Tym razem była to znacznie bardziej wyrównana kolejka, w porównaniu do poprzedniej. Padło trzy remisy i tylko trzy zdecydowane zwycięstwa, gdzie Ogry rozbili Samson-Jastków, Są Lepsi pokazali jokera ekipie Poker Team, a Drużyna im. E. Orła pokonała Ping Point. Im bliżej końca, tym zaczyna się robić ciekawiej, a walka będzie zapewne trwała do samego końca, gdyż chętnych do awansu jest wielu.
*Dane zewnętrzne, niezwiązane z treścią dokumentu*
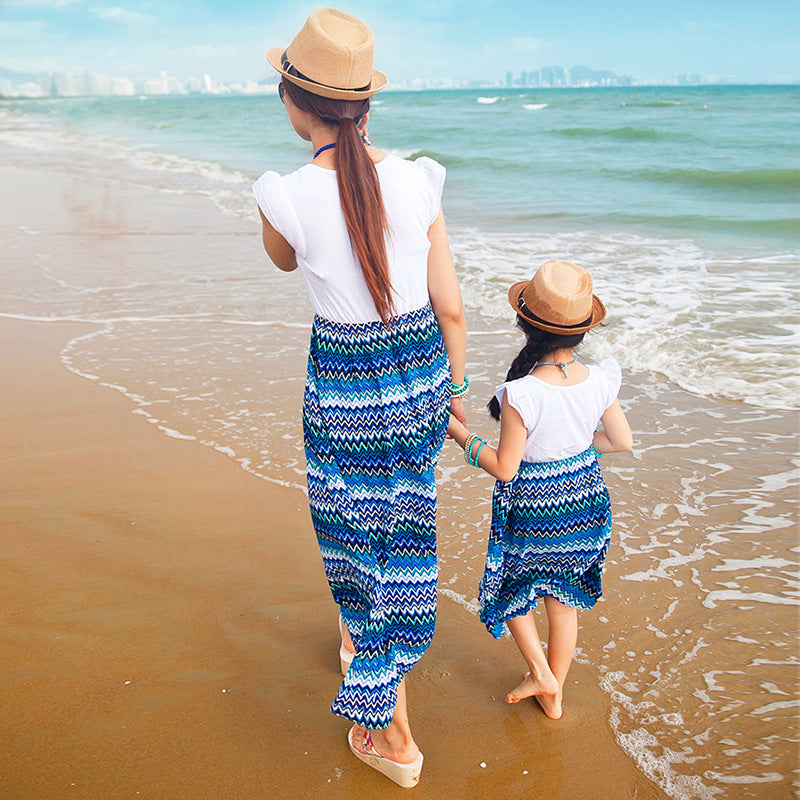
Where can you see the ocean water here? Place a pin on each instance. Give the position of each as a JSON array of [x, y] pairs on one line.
[[683, 203]]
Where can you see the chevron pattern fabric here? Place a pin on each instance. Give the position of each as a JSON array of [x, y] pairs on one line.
[[374, 415], [551, 526]]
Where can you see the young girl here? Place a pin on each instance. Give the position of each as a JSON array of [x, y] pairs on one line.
[[551, 518]]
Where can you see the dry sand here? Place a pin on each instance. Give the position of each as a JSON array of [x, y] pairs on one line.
[[167, 631]]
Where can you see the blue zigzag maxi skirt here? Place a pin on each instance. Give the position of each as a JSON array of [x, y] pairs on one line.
[[551, 526], [374, 416]]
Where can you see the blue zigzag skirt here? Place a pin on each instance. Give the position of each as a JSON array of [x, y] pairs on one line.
[[374, 416], [551, 526]]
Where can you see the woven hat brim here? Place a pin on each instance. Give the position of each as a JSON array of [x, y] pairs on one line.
[[379, 81], [598, 313]]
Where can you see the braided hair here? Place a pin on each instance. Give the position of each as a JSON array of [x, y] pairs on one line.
[[539, 344]]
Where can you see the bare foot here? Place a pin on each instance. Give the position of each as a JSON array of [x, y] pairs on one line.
[[551, 704], [532, 687], [378, 740]]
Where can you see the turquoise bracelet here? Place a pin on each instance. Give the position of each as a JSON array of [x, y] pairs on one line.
[[460, 389], [474, 461]]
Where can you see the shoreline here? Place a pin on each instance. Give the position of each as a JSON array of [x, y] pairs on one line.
[[239, 593], [155, 640]]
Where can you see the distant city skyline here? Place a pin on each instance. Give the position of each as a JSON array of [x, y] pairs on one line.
[[460, 41], [94, 84]]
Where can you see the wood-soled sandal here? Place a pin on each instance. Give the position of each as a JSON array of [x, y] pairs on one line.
[[405, 775]]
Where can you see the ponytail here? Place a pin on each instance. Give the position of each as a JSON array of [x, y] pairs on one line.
[[539, 344], [359, 191], [364, 213]]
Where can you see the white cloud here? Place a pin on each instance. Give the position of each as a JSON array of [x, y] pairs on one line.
[[123, 16]]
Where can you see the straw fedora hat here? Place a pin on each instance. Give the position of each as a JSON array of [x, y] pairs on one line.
[[558, 299], [331, 57]]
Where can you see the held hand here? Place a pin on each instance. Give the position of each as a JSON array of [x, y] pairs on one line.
[[458, 417]]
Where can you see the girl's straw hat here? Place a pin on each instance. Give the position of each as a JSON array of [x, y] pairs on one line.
[[558, 299], [331, 57]]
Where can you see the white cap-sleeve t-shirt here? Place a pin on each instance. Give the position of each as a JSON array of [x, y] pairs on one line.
[[304, 208], [561, 420]]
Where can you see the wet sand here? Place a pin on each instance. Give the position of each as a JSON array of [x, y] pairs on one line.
[[167, 630]]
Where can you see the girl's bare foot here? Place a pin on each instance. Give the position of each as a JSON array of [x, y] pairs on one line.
[[551, 704], [533, 687], [382, 743]]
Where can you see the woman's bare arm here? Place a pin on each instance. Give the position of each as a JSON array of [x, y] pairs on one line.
[[278, 249], [445, 297]]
Ranking indywidualny wskazywał by na to, że drugie miejsce powinni zgarnąć Ogry, lecz do tego długa droga.


III liga

Pewne zwycięstwa w tej kolejce odniosły Świdniczanka i Głusk. Delikatną wpadkę zaliczyło walczące o awans ARGO remisując z Zielonymi Grądami. Pewnie po zwycięstwo w lidze zmierza Świdniczanka, która nie powinna oddać tej pozycji. O dalsze miejsca rozgrywa się ciekawa batalia. Na tą chwilę Piaskovia, ARGO i Głusk są najbliżej miejsca premiowanego awansem.


II liga

W tej kolejce zwycięstwa odnosiły ekipy wyżej notowane. LPEC bez większych problemów pokonał PIK Łęczna, choć gdyby dwa tie breaki skończyły się w drugą stronę to byłby remis. AZS WSEI po wpadce w poprzednim spotkaniu ściągnęli na mecz Kamila Bajko i podeszli na pewno bardziej zmotywowani, wygrywając 6:4 z ASKO II. Wynik nie odzwierciedla na pewno tego co się działo, gdyż WSEI wygrało pięć pojedynków po 3:2, emocji nie brakowało. Prezes wspomniał, że Marek Futa był w tym spotkaniu nie do zatrzymania, co potwierdzają 3 pkt Marka w tym meczu. AZS Block Team notuje drugą z rzędu porażkę 4:6, lecz gdyby Bartek Niedźwiedź wygrał jeden z dwóch tie breaków, to już mieli by choć punkt. Na pozycji lidera umacnia się LPEC, a w peletonie o miejsce awansowe pozostają UKS Ruch, AZS WSEI i MTM. Do walki włącza się również Ludwiniak, który kąsa wyżej notowanych rywali.


I liga

Najciekawszym spotkaniem tej kolejki wydaje mi się mecz Ściegiennego z POD50, gdzie podrażnione ostatnimi akcjami POD50 wygrało 6:4. Nie pomógł nawet komplet punktów Mariusza Dydo. Drwale pewnie pokonali zamykającą stawkę ekipę PGE, Szafir występujący w dwu osobowym składzie nie powalczył z RMT, lecz obaj ograli prezesa. Geodeta rozbił 9:1 Węglin, a Edbar nie dał większych szans Progressowi. No i najbardziej wyrównany pojedynek, czyli ASKO I vs Aktywny Wrotków. Emocji nie brakowało, gdyż mieliśmy ASKO na ostrzu noża, lecz uciekli spod brzytwy. Remis w tym spotkaniu cieszył, ale nie nas. Kamil Szubarczyk był blisko zwycięstwa z Pawłem Michalcem, a w tie breaku debla prowadziliśmy 9:3, żeby przegrać. "Sport jest okrutny" jak mawia jeden z puławskich seniorów.


Jak będę miał trochę więcej czasu, to chętnie coś więcej dla was napisze. Niestety ostatnio czasu coraz mniej.